Now let $R$ be a nontrivial ring. Then $0,1 \in R$ and $0 \neq 1$. If $S$ is a subring of $R$, we really mean that the set $S$ is a $\{0,1,+, -,\cdot\}$-substructure of $R$, i.e. it contains the correct interpretations of our constant symbols (here $0,1 \in S$) and is closed under $R$'s addition, multiplication and additive inverses. In particular, $\{0,1 \} \subseteq S$.

Answer 3

The trivial ring is the only ring in which the multiplicative identity and the additive identity are identical.
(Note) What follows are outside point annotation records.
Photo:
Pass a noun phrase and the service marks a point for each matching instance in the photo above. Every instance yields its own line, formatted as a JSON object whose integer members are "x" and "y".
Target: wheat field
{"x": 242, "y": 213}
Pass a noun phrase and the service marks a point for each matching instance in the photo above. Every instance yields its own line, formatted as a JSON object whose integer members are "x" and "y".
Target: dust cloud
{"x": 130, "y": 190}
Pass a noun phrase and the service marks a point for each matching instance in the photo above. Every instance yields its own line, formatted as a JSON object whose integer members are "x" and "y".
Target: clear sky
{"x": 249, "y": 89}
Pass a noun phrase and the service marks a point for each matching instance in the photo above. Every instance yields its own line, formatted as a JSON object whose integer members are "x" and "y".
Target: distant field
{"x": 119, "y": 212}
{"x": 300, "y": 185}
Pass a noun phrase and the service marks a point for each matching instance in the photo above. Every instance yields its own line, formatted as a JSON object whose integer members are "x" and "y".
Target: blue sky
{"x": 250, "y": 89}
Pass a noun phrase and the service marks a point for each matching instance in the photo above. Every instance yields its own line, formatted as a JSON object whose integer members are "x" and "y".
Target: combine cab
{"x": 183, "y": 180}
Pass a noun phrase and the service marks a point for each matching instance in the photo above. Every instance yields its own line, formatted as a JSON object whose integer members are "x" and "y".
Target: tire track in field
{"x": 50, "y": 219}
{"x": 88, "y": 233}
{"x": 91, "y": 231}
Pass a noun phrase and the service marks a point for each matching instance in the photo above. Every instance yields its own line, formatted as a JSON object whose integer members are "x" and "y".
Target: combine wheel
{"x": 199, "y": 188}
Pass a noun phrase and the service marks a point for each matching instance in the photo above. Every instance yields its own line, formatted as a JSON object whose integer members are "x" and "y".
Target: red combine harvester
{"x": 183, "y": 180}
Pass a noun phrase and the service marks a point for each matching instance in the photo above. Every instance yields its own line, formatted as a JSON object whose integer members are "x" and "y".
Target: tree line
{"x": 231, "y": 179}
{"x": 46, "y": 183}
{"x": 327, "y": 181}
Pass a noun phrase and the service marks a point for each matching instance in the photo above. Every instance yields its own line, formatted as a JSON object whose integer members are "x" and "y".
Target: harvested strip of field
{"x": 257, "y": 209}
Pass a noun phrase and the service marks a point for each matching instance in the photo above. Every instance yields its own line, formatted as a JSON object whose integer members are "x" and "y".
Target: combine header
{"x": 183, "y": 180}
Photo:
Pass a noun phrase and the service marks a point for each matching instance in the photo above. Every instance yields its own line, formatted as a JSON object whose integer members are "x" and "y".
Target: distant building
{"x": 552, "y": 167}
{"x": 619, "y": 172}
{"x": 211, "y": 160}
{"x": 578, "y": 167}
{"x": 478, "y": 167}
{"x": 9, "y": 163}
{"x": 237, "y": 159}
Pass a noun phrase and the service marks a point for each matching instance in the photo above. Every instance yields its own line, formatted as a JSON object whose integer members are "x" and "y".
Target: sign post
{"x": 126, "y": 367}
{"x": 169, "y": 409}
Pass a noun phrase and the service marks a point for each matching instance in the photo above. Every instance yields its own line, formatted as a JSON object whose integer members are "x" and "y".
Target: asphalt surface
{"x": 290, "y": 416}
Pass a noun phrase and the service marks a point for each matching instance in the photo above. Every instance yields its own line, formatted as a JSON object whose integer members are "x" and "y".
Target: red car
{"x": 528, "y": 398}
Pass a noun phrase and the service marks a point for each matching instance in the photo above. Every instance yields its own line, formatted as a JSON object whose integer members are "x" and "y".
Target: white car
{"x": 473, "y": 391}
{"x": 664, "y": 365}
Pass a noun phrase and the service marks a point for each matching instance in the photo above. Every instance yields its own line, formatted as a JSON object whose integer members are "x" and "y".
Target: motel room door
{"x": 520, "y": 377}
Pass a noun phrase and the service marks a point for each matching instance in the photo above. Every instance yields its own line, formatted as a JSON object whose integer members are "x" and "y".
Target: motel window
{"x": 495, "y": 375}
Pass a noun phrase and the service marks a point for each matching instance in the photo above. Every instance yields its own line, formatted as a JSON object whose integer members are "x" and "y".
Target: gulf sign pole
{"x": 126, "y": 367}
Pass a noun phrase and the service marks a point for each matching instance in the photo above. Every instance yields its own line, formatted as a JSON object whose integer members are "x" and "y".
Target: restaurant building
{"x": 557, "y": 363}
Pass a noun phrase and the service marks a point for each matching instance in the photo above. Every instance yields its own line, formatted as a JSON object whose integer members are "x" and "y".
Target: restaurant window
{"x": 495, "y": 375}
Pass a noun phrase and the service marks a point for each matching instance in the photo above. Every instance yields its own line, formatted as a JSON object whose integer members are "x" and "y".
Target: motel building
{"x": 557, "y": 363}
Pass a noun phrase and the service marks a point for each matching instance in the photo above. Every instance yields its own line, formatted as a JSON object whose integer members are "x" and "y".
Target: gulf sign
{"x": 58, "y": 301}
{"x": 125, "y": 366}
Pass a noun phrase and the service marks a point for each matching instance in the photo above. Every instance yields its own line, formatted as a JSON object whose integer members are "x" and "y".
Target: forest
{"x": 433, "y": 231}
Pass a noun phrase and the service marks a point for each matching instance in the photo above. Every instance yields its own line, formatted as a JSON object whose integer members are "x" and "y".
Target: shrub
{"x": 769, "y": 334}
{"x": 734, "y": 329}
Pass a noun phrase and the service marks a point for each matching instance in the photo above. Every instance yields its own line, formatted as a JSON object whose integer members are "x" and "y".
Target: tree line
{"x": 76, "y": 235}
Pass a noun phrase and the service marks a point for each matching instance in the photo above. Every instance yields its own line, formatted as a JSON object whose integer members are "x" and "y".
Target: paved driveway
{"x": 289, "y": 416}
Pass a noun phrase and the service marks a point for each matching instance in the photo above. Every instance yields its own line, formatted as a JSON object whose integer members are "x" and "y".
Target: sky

Therefore, this ring can only ever be a subring of itself.

Answer 4

A sub$\langle$structure$\rangle$ $B$ of a $\langle$structure$\rangle$ $A$ is always subset of $A$ that is itself a $\langle$structure$\rangle$.

Now consider some ring $R$. In $R$ we either have $1\neq0$ or $1=0$. The equality or nonequality of $1$ and $0$ in a ring is part of the structure of the ring (even if $1\notin R$).

A subset of the ring $R$ must have the same structure as $R$. So $$\begin{cases} \text{if }1\neq 0 \implies \text{$\{0\}$ is not a subring of $R$}\\ \text{if }1= 0 \implies \text{$\{0\}$ is a subring of $R$ (because $R=\{0\}$ of course)}. \end{cases} $$

Answer 5

Since {$0$} is a non-empty subset of $R$, this subset is eligible to undergo the subring test (if $a, b$ are members of $R$ then $a-b$ and $ab$ are also members of $R$). In this case the only possibility is $a=b=0$, and we know that both, $a-b=0$ and $ab=0$ are in $R$, therefore {$0$} forms a subring of $R$.